A media company came to us with what sounded like a straightforward request: "We want users to browse video content on their phones and cast it to any TV nearby."
Simple, right? Tap a video, tap a TV, watch.
Except the word "any" hid a world of complexity. The client's users had Chromecasts, Apple TVs, smart TVs with AirPlay, and older devices. The content needed dynamic overlays – QR codes, logos, animations that appear at specific moments. And the whole experience had to feel instant, like the phone was just a fancy remote control.
We quickly realized this wasn't a development project. It was an R&D expedition.
Here's what most people don't understand about Chromecast: playing a video is easy. Controlling what happens on the TV is hard.
Chromecast was designed for a simple use case – send a URL, let the TV handle it. But our client needed more:
The default Chromecast receiver doesn't do any of that. We needed to build our own.
Before writing any production code, we needed to answer a fundamental question: what technology could handle casting to multiple ecosystems while maintaining a single codebase?
We built proof-of-concept apps in three different frameworks:
React Native seemed promising – huge ecosystem, JavaScript familiarity. But when we tried integrating Chromecast, we hit a wall. The available libraries were outdated, poorly maintained, and the native bridge for casting protocols was unreliable. After two weeks, we had an app that sometimes found nearby Chromecasts. Sometimes.

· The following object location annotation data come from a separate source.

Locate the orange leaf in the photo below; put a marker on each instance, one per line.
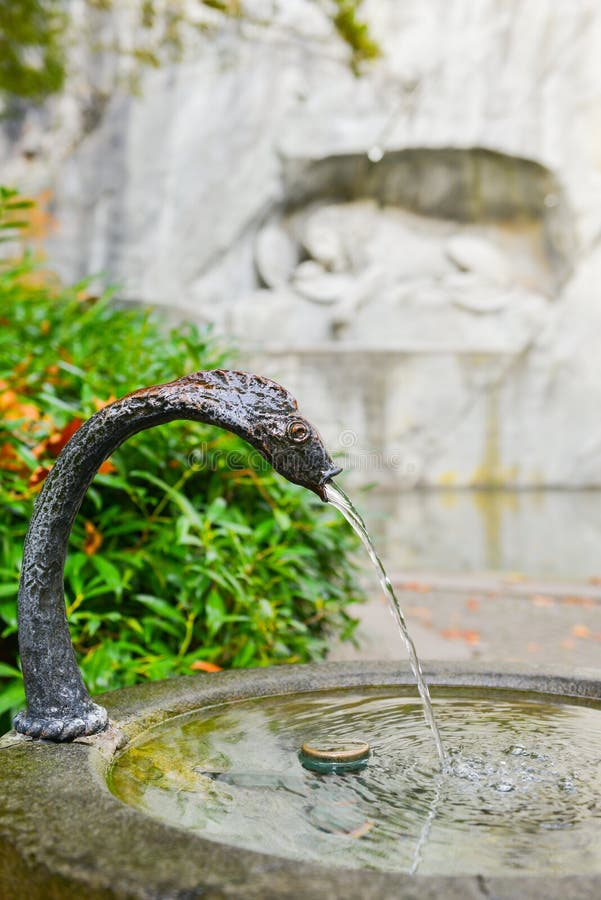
(93, 539)
(9, 460)
(542, 600)
(467, 635)
(581, 631)
(575, 600)
(201, 666)
(57, 441)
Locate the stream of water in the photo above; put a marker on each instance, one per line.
(339, 499)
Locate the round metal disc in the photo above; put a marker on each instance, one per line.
(336, 751)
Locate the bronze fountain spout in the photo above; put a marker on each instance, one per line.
(255, 408)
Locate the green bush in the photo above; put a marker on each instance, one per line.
(174, 564)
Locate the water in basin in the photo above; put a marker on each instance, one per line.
(521, 795)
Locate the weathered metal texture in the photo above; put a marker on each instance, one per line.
(260, 411)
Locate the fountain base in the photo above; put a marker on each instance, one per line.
(64, 834)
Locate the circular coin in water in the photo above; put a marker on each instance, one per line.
(520, 795)
(334, 756)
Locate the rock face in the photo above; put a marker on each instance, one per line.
(415, 253)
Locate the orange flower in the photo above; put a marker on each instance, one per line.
(9, 460)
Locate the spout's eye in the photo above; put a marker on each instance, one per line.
(298, 432)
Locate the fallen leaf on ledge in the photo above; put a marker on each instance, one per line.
(200, 665)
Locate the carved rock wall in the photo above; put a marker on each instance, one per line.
(414, 253)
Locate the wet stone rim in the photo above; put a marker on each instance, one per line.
(64, 835)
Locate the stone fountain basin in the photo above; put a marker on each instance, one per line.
(63, 834)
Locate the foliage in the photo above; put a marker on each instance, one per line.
(188, 552)
(32, 53)
(34, 36)
(355, 32)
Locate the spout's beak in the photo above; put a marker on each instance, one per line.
(320, 490)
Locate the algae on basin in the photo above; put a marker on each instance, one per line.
(521, 793)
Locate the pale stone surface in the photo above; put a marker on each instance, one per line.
(451, 320)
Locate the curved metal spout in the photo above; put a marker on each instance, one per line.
(260, 411)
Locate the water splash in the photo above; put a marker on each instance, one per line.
(339, 499)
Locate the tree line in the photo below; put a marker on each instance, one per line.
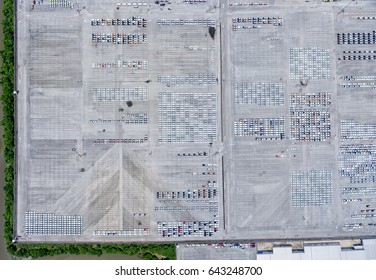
(146, 251)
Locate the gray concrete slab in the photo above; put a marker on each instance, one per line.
(210, 121)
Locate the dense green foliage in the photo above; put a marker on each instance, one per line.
(38, 250)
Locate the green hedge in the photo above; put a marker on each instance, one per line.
(150, 251)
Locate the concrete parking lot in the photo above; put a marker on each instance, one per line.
(178, 121)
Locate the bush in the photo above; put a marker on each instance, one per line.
(40, 250)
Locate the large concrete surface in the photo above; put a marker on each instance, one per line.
(161, 131)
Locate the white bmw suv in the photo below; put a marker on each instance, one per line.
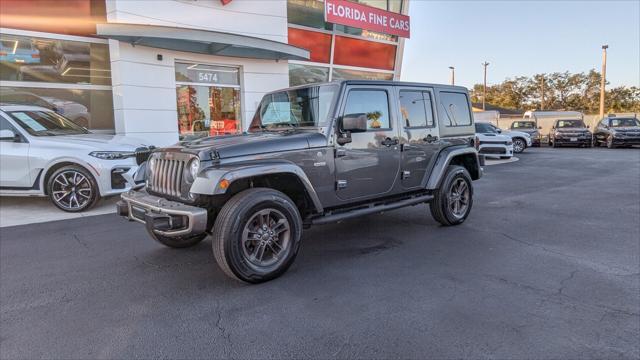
(45, 154)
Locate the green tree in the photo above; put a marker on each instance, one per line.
(562, 91)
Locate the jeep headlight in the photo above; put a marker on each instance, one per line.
(194, 167)
(112, 155)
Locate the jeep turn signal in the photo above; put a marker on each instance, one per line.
(224, 184)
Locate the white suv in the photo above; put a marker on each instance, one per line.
(491, 143)
(45, 154)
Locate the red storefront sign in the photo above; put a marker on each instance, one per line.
(366, 17)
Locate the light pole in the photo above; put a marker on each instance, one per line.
(453, 75)
(484, 87)
(542, 92)
(603, 79)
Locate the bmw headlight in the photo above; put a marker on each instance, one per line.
(194, 167)
(112, 155)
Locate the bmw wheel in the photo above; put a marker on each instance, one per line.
(72, 189)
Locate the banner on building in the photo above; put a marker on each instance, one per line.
(365, 17)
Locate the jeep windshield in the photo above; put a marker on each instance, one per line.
(570, 124)
(523, 125)
(46, 123)
(301, 107)
(624, 122)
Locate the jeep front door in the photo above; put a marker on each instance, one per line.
(368, 166)
(419, 138)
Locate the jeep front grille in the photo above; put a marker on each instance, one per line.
(166, 176)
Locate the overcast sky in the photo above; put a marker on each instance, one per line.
(521, 38)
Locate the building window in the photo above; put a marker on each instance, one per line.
(73, 78)
(362, 53)
(346, 74)
(92, 109)
(307, 13)
(307, 74)
(72, 17)
(318, 44)
(54, 61)
(208, 100)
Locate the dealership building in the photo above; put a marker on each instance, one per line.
(170, 69)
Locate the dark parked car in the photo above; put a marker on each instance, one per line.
(313, 155)
(570, 132)
(529, 127)
(615, 131)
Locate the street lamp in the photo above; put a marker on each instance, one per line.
(484, 87)
(603, 79)
(453, 75)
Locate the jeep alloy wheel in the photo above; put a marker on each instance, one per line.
(458, 197)
(518, 146)
(256, 235)
(265, 239)
(452, 202)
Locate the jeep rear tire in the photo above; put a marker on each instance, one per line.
(179, 242)
(257, 235)
(452, 202)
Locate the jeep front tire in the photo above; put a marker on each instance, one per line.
(257, 235)
(453, 200)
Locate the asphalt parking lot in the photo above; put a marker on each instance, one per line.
(547, 266)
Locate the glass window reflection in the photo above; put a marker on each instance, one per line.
(208, 111)
(50, 60)
(92, 109)
(307, 74)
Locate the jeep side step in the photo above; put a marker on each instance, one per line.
(371, 209)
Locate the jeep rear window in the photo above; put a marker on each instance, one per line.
(621, 122)
(523, 125)
(307, 106)
(455, 107)
(570, 124)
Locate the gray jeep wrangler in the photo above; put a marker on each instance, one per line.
(312, 155)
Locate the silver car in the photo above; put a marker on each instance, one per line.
(44, 154)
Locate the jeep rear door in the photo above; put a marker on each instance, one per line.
(419, 137)
(368, 166)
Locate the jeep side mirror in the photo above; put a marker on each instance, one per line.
(8, 135)
(354, 123)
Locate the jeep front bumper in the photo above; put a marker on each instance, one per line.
(161, 216)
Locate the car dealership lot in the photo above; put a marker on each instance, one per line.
(547, 265)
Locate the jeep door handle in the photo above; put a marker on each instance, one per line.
(430, 138)
(389, 141)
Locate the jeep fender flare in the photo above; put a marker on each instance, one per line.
(445, 157)
(208, 181)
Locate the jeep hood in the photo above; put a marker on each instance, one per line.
(255, 143)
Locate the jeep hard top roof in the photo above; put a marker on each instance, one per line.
(377, 83)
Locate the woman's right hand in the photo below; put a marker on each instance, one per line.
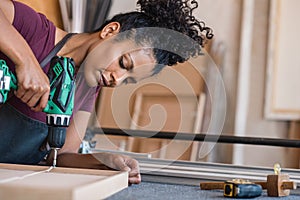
(33, 85)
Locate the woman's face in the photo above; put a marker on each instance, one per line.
(113, 63)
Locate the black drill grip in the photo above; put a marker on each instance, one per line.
(56, 136)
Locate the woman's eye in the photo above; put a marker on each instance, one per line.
(129, 80)
(125, 63)
(121, 62)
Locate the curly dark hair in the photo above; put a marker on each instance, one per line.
(175, 15)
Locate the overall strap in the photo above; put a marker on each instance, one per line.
(56, 49)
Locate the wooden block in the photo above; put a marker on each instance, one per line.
(59, 183)
(275, 185)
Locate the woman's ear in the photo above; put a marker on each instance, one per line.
(110, 29)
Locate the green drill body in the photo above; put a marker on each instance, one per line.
(60, 105)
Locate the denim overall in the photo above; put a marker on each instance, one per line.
(22, 139)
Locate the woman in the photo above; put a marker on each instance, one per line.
(107, 57)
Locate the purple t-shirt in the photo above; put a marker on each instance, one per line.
(39, 33)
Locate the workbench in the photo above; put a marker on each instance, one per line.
(163, 179)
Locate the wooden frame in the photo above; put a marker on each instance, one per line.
(282, 96)
(59, 183)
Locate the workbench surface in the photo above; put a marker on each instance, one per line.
(150, 191)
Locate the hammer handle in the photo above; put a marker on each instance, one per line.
(220, 185)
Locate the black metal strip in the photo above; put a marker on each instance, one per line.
(199, 137)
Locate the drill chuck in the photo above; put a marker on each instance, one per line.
(56, 136)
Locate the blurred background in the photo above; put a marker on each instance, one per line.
(254, 51)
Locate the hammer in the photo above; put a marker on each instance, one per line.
(277, 184)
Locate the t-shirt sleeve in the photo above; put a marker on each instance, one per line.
(85, 96)
(35, 28)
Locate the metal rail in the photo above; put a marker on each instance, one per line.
(192, 173)
(199, 137)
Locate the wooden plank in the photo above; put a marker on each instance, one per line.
(59, 183)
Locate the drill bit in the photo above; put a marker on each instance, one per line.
(55, 156)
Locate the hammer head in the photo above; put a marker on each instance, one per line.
(279, 185)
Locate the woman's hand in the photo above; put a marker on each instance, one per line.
(33, 85)
(122, 163)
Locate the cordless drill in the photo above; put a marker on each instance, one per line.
(60, 105)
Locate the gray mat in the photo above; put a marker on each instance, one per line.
(148, 190)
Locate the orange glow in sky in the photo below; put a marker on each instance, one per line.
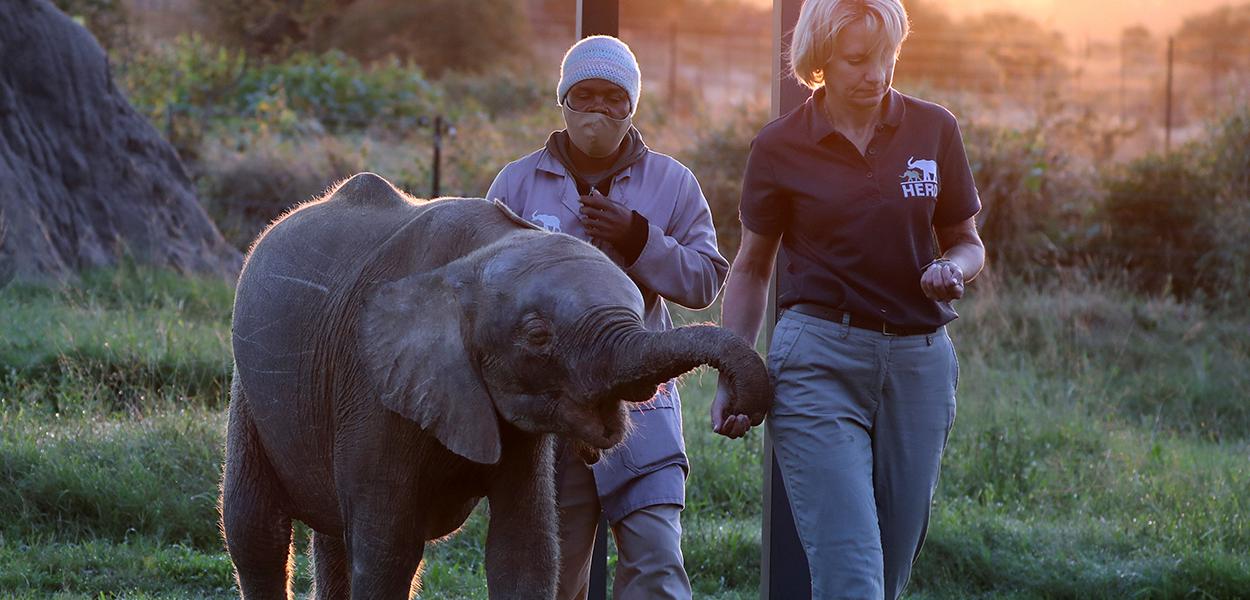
(1079, 19)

Native Swift/Kotlin would give us the best casting integration, but maintaining two separate codebases for a startup budget wasn't realistic. We'd spend more time keeping features in sync than building new ones.
Flutter was the dark horse. Younger ecosystem, but Google's backing meant solid Chromecast support. More importantly, the plugin architecture let us write native casting code when needed while keeping 90% of the app cross-platform.
We went with Flutter. It was a bet, but one that paid off.
Here's something we don't usually admit in case studies: we built fourteen different prototypes before landing on the final architecture.
Our first instinct was WebRTC – peer-to-peer video streaming, no middleman. We built a signaling server in Node.js, got two devices talking, and thought we'd cracked it.
Then reality hit. WebRTC is great for video calls, but casting to a TV isn't a conversation – it's a broadcast. The TV doesn't need to send video back. We were overcomplicating things.
But the WebRTC work wasn't wasted. We extracted the QR code pairing system – scan a code on the TV, phone connects automatically – and that became a core feature.
The client wanted video overlays: QR codes appearing at specific timestamps, animated logos, dynamic text. Our first approach was processing videos server-side with FFmpeg, baking the overlays into the stream.
We built two versions – one in Python (FastAPI), one embedded in Flutter. Both worked, technically. But the processing delay was noticeable, and every overlay change meant re-encoding. For a library of hundreds of videos, that wasn't sustainable.
The insight: overlays needed to be client-side, rendered in real-time on top of the video stream. More complex to build, but infinitely more flexible.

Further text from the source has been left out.